Let's discuss relationships
Relationships in terms of Associations and Causations
probably not the relationship you are thinking about. 😊
Relationships in terms of Statistics, not Family Studies 😊
Nigeria | United States |
---|---|
Associations (Correlations) versus Causations
Let us review and discuss these articles in the class/computer lab
Allow students to give their opinions/answers, then discuss the answers.
Ask questions that promote critical thinking.
(1.) The Number of cheeseburgers and Weight
Back then in Nigeria, I was a skinny boy.
Then, I arrived in the United States, ate cheeseburgers, and my weight increased.
Did you notice those fat cheeks? 😊
Does eating cheeseburgers cause a gain in weight?
OR
Is weight gain associated with the number of cheeseburgers one eats?
OR
Both?
(2.) Weight of a car and the Mileage
(a.) https://www.wired.com/2012/08/fuel-economy-vs-mass/
(b.) https://www.autoblog.com/2009/10/29/greenlings-how-does-weight-affect-a-vehicles-efficiency/
Good mileage is associated with lightweight cars.
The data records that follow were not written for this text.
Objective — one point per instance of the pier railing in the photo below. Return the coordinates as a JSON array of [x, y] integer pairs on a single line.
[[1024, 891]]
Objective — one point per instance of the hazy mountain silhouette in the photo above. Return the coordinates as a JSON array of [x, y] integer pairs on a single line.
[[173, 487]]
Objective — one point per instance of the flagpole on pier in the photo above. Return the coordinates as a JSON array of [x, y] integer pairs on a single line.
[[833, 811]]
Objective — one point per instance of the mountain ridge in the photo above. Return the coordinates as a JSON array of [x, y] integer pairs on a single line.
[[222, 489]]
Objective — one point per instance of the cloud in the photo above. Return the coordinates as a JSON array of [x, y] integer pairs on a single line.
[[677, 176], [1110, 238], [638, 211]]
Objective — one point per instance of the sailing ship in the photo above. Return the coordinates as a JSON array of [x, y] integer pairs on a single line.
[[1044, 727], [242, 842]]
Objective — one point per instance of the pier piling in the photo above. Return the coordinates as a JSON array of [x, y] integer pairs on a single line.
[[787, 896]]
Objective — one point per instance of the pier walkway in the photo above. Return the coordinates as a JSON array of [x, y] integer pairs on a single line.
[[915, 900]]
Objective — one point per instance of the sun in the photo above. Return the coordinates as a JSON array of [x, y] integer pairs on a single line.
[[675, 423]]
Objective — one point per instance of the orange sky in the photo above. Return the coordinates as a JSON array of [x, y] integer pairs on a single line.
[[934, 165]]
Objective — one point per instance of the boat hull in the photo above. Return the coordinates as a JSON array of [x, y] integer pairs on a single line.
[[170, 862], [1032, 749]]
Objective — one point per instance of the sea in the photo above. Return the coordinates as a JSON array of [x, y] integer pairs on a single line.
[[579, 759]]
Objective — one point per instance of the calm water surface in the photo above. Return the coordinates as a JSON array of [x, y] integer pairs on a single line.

However, does the weight of a car cause better fuel economy (good mileage)?
(3.) Obesity and Diabetes
(a.) https://pubmed.ncbi.nlm.nih.gov/21128002/
(b.) https://health.clevelandclinic.org/diabesity-the-connection-between-obesity-and-diabetes/
In a nationally representative sample of US adults, the prevalence of diabetes increases with increasing weight classes.
(Nguyen, N.T., Nguyen, X.M., Lane, J., & Wang, P.; 2011, March).
Diabetes is strongly related to obesity.
But, does obesity cause diabetes?
(4.) Socioeconomic status (SES) and Health
(a.) https://www.ncbi.nlm.nih.gov/books/NBK25526/
(b.) https://www.apa.org/pi/ses/resources/publications/work-stress-health
In the United States, people with less education have worse health outcomes. (Anderson, N.B.; 1970, January 01).
But, does it imply that less education causes bad health?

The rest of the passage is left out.